Joe Posnanski explains, in a column published before last Sunday’s return of the prodigal son who was run out of town, why Peyton Manning means so much to Indianapolis. In the time of darkness a local sports columnist describes as “BM – Before Manning,” the Colts were so bad that Posnanski writes, “You could call ‘worst team in football’ their natural state.” Worse than that, the team was spiritually irrelevant to Indy – people in town still called them the Baltimore Colts. But then dawn broke on the time known as “AM – After Manning,” and kids in schoolyards were gesturing and screaming like their pleasingly dorkish quarterback, and he was racking up big numbers and playoff berths even while yukking it up on Saturday Night Live. Manning did that enduring, almost mythical, thing singular players do for young franchises without much else to hang their hat on – and that’s why Jim Irsay was so far off the mark with the cheap shot he may or may not have made in the week before the game, Posnanski argues. “The truth is that Manning gave Indianapolis something more than the Super Bowl ring. He gave Indianapolis a football identity,” he writes.

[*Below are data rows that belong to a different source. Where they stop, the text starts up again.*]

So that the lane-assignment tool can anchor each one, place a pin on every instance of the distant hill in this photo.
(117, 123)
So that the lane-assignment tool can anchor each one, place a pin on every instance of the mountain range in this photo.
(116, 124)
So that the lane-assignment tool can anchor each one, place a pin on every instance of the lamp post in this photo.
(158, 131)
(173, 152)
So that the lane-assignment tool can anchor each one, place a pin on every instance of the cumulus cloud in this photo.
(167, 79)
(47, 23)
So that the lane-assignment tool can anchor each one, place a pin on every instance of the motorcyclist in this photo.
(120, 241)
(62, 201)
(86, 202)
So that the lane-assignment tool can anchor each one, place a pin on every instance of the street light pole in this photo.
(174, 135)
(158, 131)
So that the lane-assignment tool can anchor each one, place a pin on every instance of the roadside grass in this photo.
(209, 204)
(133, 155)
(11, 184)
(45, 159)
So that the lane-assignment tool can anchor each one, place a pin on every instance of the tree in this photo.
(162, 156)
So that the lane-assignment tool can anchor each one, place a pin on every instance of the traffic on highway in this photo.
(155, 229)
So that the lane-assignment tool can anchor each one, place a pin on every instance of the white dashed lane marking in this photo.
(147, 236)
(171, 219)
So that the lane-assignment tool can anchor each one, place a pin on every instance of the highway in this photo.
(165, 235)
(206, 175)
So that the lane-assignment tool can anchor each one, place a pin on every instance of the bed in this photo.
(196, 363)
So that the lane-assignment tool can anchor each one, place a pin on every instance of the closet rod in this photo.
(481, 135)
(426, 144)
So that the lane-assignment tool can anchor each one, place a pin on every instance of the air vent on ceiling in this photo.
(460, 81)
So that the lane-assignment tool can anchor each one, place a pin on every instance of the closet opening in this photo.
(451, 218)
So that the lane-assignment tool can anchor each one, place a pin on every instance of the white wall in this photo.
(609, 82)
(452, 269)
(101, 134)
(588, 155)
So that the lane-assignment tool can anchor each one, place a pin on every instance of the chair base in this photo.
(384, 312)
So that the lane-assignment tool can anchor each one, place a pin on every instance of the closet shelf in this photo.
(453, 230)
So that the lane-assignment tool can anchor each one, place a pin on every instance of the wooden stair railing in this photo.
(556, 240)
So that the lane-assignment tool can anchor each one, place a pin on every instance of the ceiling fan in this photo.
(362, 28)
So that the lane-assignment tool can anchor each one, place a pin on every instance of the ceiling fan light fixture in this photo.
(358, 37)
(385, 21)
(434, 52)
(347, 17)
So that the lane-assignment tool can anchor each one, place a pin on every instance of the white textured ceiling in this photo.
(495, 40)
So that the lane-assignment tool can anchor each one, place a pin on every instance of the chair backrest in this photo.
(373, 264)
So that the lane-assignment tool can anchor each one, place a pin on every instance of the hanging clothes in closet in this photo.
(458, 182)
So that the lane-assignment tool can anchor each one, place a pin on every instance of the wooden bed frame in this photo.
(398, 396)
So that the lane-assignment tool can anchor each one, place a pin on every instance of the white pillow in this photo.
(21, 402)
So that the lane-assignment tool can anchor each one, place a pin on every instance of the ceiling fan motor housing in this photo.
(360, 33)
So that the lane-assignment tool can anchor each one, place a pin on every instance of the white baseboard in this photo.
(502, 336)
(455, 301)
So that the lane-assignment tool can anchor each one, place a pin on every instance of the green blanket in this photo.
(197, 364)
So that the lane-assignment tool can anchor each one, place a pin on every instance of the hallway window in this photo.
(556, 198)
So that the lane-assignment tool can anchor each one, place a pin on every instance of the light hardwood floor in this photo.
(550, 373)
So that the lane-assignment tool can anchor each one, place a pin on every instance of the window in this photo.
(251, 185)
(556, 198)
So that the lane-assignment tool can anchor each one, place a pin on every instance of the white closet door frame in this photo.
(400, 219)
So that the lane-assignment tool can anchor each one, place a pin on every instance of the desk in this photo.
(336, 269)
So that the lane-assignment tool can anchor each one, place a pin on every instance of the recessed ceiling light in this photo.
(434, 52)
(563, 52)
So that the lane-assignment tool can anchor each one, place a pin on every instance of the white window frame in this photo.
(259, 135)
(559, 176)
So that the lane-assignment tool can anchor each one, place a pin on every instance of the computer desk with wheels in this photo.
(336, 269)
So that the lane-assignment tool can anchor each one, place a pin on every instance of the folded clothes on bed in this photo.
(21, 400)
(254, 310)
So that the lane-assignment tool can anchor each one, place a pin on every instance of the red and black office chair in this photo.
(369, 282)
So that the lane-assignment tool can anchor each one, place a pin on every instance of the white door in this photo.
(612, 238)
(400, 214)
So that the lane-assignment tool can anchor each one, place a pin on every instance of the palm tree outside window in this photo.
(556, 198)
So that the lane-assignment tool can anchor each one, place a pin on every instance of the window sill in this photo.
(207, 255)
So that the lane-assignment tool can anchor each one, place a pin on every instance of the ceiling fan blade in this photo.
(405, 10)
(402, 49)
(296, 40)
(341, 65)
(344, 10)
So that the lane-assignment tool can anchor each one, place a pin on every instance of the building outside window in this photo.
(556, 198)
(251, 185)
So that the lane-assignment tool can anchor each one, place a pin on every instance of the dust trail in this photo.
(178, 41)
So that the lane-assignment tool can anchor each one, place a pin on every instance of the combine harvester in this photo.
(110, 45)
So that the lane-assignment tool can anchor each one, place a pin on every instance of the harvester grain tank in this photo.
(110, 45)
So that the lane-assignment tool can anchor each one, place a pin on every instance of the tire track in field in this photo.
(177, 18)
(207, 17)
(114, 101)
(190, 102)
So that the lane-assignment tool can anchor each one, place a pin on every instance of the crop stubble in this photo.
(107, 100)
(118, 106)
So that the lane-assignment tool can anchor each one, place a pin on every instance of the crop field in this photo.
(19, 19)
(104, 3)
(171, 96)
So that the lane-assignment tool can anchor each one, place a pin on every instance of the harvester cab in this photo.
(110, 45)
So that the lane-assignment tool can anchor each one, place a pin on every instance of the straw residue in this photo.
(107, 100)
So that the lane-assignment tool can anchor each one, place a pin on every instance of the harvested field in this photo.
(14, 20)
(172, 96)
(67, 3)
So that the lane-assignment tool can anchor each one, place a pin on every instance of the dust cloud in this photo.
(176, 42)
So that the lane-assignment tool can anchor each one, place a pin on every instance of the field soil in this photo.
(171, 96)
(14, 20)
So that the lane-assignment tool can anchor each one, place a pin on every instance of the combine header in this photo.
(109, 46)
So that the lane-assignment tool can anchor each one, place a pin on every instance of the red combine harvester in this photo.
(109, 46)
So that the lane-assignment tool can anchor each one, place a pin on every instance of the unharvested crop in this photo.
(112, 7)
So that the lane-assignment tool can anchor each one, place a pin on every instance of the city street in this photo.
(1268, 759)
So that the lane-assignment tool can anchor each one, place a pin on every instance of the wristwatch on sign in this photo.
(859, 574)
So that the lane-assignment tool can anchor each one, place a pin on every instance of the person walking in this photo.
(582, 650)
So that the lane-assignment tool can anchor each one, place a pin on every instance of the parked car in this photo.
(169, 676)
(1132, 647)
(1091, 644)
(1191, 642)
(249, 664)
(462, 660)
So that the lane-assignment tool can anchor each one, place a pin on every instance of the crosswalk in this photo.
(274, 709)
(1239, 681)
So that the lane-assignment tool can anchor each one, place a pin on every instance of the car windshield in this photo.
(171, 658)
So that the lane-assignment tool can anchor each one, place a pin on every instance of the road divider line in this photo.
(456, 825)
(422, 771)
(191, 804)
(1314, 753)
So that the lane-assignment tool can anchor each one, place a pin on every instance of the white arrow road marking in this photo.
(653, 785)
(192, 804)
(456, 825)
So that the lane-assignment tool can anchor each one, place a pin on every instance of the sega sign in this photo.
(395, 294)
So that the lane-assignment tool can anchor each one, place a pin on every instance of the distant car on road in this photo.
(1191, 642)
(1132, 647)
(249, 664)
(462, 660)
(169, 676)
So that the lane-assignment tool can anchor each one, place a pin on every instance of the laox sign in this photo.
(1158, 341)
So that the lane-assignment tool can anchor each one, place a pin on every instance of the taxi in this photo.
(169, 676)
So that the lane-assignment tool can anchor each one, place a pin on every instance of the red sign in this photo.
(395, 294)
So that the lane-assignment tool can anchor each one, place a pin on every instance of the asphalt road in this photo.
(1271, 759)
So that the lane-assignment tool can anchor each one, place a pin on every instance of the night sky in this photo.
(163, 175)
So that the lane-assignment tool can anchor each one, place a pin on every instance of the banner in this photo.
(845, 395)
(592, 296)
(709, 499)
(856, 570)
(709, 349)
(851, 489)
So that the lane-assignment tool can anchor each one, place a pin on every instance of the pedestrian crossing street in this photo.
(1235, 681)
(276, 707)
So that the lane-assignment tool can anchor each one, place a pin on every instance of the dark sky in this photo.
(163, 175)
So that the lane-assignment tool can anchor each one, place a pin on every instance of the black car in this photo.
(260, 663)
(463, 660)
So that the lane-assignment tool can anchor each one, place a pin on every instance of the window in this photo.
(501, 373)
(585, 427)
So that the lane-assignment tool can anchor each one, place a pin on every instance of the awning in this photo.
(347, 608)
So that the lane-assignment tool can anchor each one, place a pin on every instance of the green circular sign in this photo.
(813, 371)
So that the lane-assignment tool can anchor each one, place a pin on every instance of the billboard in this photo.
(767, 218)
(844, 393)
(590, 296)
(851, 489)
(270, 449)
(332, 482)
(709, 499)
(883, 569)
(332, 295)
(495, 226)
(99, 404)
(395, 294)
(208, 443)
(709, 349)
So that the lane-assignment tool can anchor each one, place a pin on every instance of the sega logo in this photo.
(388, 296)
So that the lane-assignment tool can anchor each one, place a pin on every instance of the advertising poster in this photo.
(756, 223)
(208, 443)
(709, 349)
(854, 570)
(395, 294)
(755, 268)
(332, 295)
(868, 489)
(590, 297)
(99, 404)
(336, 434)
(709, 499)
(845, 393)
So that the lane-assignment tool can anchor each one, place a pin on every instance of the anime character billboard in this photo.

Phil Mushnick wears the dunce cap (again) for a pair of columns that are so “Hey you kids, get off my lawn!” ridiculous, they tip into the sublime. He opens the first with, “Sometimes it’s hard to believe I’m actually writing what I’m writing,” which is just an excellent sign. What follows is a 1,000-word, free-form gripe-fest on all of the following and more: Baseball box scores are too small to see now on TV; commentators make up fancy and meaningless terms for football plays; baseball announcers don’t know their history; Magic Johnson sucks on TV; and, President Obama really ought to speak to Jay-Z about what he “very publicly and commercially calls black men and young women.”

In the second column, Mushnick grumps about The History Channel abandoning its dusty, leather-bound mandate in favour of fare like American Daredevils, a smash-em-up extravaganza of redneckery. It’s obvious how tragically misguided Mushnick is when he sneers about cretins who think of “anyone being hit in the crotch by anything as funny.” Everyone knows that’s the highest form of comedy—remember this guy? (http://www.youtube.com/watch?v=f-wHhADhiaQ) As for griping about TV channels descending into the brain-rotting stupidity, nobody tell Mushnick that the only thing you can pick up on The Learning Channel these days is how to profit from your sequin-encrusted toddler’s misery – he will lose it.